Sir Hurricane had risen in life by his own ingenuity, and the
patronage of a rich man in the South of England: he was of an
ardent disposition, and was an admirable justice of peace, when the
_argumentum baculinum_ was required, for which reason he had been
sent to reduce two or three refractory establishments to order and
obedience; and, by his firmness and good humour, succeeded. His tact
was a little knowledge of everything (not like Solomon's, from the
hyssop to the cedar), but from the boiler of a potato to the boiler of
a steam-boat, and from catching a sprat to catching a whale; he could
fatten pigs and poultry, and had a peculiar way of improving the size,
though not the breed of the latter; in short, he was "jack of all
trades and master of none."
I shall not go any farther back with his memoirs than the day he chose
to teach an old woman how to make mutton-broth.
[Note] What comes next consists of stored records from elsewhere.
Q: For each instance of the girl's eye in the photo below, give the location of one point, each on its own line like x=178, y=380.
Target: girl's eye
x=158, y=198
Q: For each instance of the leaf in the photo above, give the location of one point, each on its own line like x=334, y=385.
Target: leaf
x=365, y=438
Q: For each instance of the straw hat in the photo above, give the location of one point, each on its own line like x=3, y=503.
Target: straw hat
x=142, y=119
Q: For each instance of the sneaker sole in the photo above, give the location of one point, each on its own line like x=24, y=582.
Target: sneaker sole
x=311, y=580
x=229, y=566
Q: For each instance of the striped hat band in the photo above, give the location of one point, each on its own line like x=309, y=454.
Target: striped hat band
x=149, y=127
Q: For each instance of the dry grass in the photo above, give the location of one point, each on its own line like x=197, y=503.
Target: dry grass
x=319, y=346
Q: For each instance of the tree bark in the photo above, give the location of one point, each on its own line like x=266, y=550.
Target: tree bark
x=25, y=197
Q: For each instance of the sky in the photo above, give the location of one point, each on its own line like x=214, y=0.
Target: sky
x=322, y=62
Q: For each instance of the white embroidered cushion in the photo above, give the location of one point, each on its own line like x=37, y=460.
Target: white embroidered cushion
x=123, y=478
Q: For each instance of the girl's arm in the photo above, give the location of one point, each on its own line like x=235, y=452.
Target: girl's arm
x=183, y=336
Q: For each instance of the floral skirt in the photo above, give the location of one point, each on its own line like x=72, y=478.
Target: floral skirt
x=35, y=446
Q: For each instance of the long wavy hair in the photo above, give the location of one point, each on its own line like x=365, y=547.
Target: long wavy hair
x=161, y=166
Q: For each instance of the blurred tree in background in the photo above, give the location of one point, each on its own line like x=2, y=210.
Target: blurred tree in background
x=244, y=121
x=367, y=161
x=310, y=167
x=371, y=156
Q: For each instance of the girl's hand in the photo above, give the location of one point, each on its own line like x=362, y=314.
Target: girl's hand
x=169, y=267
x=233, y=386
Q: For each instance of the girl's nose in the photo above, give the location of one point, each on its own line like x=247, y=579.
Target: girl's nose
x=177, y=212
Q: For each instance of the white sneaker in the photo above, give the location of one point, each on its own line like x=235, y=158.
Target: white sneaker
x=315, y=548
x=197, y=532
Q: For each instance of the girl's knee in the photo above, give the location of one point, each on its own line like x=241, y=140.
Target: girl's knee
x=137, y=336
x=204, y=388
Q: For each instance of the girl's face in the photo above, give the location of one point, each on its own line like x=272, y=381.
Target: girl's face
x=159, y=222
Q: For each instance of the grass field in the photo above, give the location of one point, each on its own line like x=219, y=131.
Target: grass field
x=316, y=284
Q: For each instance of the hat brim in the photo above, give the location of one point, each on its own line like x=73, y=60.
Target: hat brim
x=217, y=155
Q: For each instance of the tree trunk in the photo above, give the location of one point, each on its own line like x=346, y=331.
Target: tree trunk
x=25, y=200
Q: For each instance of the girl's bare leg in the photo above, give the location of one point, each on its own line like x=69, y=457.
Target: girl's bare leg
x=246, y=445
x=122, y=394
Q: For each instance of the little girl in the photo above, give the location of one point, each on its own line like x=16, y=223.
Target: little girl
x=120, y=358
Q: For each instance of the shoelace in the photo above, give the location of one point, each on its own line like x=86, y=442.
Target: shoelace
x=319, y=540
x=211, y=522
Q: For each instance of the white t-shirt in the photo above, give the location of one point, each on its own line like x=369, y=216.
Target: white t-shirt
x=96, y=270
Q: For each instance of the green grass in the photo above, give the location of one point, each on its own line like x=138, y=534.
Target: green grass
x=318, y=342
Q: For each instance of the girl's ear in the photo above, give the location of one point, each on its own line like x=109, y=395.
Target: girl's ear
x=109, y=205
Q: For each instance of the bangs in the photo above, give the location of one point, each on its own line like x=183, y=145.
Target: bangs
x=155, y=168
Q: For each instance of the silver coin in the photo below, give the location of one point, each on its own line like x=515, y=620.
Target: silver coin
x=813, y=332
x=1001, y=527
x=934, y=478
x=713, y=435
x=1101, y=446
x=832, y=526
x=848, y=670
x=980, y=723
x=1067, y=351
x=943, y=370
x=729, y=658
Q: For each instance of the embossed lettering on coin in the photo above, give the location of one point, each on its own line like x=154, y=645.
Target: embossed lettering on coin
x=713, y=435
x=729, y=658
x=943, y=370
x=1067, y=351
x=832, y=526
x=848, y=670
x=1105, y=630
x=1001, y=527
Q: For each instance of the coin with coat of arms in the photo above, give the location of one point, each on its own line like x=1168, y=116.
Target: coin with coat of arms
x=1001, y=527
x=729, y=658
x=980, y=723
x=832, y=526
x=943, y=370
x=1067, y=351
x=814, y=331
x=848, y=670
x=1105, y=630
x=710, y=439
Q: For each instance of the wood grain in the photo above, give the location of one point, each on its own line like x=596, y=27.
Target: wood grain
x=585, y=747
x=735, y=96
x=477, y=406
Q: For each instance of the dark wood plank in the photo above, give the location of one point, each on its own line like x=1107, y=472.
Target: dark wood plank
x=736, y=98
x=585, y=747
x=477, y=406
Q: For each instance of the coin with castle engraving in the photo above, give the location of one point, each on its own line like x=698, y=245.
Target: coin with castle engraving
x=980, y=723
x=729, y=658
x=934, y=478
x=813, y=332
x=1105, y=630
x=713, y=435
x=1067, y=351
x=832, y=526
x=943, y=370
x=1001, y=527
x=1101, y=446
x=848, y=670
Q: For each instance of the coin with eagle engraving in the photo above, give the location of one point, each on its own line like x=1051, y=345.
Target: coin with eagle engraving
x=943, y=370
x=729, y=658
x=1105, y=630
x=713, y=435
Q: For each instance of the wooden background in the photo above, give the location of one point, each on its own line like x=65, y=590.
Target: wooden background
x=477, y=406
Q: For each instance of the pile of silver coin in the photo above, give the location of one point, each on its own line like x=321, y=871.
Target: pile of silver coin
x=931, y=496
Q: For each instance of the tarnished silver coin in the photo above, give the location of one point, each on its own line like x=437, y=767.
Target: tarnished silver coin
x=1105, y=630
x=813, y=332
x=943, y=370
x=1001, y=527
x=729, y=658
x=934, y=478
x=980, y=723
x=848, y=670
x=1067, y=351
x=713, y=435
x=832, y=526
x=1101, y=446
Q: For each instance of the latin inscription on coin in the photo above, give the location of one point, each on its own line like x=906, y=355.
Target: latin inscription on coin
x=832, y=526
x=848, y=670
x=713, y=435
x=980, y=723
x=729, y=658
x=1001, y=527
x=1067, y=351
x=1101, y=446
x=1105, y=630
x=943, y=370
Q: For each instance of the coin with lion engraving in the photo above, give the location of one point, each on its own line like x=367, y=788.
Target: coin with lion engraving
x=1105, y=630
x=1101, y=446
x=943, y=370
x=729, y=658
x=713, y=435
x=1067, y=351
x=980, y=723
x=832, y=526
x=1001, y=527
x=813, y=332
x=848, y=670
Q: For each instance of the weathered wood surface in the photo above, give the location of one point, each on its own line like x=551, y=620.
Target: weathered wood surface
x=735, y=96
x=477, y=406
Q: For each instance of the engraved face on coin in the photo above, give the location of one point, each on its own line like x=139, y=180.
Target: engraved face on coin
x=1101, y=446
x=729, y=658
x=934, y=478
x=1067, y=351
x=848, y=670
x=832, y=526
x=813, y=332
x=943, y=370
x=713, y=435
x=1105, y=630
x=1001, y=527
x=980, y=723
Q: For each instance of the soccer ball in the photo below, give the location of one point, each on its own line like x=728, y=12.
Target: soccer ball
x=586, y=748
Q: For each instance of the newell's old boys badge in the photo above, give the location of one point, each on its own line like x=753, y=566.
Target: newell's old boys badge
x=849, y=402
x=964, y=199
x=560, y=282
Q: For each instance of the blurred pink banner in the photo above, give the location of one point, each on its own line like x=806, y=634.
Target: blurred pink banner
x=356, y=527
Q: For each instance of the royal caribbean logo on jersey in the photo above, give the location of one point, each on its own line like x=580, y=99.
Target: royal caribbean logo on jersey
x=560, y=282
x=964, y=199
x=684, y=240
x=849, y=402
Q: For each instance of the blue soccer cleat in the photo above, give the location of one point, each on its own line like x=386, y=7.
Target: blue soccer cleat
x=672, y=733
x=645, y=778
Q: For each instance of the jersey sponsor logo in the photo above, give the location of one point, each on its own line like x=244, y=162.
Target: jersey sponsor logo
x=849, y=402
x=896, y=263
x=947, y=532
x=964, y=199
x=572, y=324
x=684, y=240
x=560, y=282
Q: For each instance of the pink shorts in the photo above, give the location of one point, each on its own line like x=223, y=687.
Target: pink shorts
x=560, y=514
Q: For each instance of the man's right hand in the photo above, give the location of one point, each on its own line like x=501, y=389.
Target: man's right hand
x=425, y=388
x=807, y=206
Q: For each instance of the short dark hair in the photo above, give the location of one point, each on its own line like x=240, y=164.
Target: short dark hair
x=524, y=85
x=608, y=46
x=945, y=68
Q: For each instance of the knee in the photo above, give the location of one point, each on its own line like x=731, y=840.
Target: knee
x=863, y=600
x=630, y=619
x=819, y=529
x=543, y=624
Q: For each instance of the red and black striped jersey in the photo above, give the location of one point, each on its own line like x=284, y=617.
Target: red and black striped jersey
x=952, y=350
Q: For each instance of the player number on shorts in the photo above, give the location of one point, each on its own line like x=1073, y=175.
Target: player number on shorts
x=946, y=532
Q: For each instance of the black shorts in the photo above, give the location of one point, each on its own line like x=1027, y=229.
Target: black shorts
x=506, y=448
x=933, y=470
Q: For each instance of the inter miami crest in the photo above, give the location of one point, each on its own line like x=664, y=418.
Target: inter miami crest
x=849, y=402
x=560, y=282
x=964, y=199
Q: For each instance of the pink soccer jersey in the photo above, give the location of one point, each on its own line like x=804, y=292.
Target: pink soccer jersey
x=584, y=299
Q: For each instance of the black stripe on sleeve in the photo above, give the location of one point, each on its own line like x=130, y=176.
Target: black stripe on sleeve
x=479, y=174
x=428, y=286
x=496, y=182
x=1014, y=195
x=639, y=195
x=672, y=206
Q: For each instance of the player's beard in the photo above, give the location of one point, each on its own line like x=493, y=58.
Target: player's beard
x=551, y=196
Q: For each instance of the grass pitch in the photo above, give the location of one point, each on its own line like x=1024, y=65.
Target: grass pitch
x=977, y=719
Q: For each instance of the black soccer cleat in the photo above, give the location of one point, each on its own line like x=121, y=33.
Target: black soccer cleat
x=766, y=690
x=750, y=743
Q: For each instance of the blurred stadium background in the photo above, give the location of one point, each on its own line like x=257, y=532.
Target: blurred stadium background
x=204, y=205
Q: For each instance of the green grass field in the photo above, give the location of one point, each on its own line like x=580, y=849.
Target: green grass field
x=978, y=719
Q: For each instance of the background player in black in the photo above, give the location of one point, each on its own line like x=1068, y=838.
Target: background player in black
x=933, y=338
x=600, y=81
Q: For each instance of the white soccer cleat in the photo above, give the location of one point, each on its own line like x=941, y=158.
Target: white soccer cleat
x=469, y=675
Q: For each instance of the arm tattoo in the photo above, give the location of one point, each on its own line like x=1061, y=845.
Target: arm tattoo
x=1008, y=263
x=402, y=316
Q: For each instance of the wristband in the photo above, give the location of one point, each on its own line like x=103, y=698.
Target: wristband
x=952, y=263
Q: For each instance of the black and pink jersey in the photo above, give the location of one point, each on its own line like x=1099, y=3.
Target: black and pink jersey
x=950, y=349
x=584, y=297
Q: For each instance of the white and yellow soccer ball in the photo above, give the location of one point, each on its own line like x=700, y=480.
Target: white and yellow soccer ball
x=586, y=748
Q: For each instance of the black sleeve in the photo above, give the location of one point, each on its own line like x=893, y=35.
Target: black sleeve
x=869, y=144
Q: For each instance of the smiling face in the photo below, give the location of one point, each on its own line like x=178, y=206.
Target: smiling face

He had, in the course
of an honest discharge of his duty, at a certain very dirty sea-port
town, incurred the displeasure of the lower orders generally: he
nevertheless would omit no opportunity of doing good, and giving
advice to the poor, gratis. One day he saw a woman emptying the
contents of a boiling kettle out of her door into the street. He
approached, and saw a leg of mutton at the bottom, and the unthrifty
housewife throwing away the liquor in which it had been boiled.